Re: What are mdadm maintainers to do? (error recovery redundancy/data loss)

Chris Murphy <lists@xxxxxxxxxxxxxxxxx> · Wed, 18 Feb 2015 23:12:37 -0700

On Wed, Feb 18, 2015 at 4:04 AM, Chris <email.bug@xxxxxxxx> wrote:
>>
>
> Hello all,
>
> the discussion about SCTERC boils down to letting the drive attempt ERC a
> little more or less. For any given disk experience seems to tell the slight
> difference is, that if ERC is allowed longer you may see the first
> unrecoverable erros (UREs) just a little (maybe only a month) later.

>
> UREs are inevitable. Thus, if I run a filesystem on just a single drive it
> will get corrupted at some point, nothing to do about it.

On a single randomly selective drive, I disagree. In aggregate, that's
true, eventually it will happen, you just won't know which drive or
when it'll happen. I have a number of 5+ year old drives that have
never reported a  URE. Meanwhile another drive has so many bad sectors
I only keep it around for abusive purposes.

>
> Wait, except..., use a redundant raid! And here it makes a lot of a
> difference that the drive's ERC actually terminates before the controller
> timeout, to not loose all your redundacy again and be in hight risk of UREs
> showing up during the re-sync.
>
> So for a proper comparison we need to look at the difference it makes in the
> usage scenarios (error delay vs. loosing redundant error resilence + URE
> triggering), not at the single recoverable/unrecoverable error incidence.

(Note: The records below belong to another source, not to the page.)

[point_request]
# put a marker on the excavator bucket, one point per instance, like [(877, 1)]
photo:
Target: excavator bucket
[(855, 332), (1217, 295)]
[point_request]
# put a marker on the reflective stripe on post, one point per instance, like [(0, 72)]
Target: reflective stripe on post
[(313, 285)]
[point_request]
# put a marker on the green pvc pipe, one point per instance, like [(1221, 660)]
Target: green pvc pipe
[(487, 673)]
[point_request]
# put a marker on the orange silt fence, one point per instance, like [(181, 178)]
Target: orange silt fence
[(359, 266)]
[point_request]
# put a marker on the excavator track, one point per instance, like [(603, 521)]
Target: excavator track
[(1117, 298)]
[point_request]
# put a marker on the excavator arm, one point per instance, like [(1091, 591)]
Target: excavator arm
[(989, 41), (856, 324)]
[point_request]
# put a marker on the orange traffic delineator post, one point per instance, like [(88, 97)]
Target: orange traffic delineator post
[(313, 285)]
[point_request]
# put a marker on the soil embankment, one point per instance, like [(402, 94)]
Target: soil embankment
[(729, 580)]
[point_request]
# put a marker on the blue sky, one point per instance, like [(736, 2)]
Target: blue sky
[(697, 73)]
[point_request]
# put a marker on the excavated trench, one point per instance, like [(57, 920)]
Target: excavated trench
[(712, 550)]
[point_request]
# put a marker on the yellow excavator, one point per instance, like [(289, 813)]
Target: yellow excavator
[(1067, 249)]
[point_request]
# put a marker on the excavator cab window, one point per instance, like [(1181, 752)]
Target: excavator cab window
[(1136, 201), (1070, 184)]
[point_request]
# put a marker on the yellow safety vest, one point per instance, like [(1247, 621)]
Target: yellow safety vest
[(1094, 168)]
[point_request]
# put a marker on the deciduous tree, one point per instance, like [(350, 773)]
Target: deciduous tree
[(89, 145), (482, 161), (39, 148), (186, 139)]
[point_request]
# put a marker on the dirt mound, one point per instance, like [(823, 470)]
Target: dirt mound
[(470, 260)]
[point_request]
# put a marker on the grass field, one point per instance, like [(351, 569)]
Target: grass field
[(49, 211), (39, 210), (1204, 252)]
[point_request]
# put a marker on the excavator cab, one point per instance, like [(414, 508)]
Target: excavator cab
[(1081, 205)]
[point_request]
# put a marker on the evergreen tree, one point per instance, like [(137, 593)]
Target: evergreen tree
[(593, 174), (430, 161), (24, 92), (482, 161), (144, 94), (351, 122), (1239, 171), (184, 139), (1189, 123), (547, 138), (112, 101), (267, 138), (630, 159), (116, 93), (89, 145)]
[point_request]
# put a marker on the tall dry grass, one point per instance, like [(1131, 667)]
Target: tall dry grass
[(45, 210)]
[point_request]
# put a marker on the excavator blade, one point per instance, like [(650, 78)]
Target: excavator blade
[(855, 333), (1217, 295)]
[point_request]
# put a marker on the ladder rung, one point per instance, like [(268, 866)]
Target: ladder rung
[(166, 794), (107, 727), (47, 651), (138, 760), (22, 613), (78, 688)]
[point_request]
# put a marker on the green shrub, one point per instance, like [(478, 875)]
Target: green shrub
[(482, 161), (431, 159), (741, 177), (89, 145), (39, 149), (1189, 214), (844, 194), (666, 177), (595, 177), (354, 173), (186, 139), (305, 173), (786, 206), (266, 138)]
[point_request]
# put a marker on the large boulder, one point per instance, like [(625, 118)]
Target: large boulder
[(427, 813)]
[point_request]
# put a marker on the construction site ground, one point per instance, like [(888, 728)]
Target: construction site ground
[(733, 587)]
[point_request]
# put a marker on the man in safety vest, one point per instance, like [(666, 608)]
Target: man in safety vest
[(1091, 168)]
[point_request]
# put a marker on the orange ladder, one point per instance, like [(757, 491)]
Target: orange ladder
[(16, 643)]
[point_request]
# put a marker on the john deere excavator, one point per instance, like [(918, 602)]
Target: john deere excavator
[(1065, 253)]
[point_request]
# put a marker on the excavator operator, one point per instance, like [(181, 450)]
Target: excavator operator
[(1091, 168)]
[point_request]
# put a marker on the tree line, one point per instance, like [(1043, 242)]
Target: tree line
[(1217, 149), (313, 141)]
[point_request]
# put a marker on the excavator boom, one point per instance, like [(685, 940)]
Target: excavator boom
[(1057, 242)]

It
> looks to me, that it makes a lot of a differnce to redundant raids and no
> qualitative difference to single disk filesystems.
>
> And we need to keep in mind that single disk filesystems do also depend on
> the disk to stop grinding away with ERC attempts before the controller
> timout. Otherwise disk reset may make the system clear buffers and loose
> open files? Without prolonging the linux default controller timout, SCTERC
> can prevent that where supported.

To get to one size fits all, where SCT ERC is disabled (consumer
drive), and the kernel command timer is increased accordingly, we
still need the delay reportable to user space. You can't have a by
default 2-3 minute showstopper without an explanation so that the user
can tune this back to 30 seconds or get rid of the drive or some other
mitigation. Otherwise this is a 2-3 minute silent failure. I know a
huge number of users who would assume this is a crash and force power
off the system.

The option where SCT ERC is configurable, you could also do this one
size fits all by setting this to say 50-70 deciseconds, and for read
failures to cause  recovery if raid1+ is used, or cause a read retry
if it's single, raid0, or linear. In other words, control the retries
in software for these drives.

>> I don't know if a udev rule can say "If the drive exclusively uses md,
>> lvm, btrfs, zfs raid1, 4+ or nested of those, and if the drive does
>> not support configurable SCT ERC, then change the kernel command timer
>> for those devices to ~120 seconds" then that might be a plausible
>> solution to use consumer drives the manufacturer rather explicitly
>> proscribes from use in raid...
>
> The script called by the udev rule could do that, but can be kept as simple
> as proposed, and can set SCTERC regardles, because setting SCTERC below the
> controller timout makes a qualitative difference in running the redundant
> arrays and a marginal difference in running non-redundant filesystems. (And
> nevertheless, set long controller timout for devices that don's support SCTERC.)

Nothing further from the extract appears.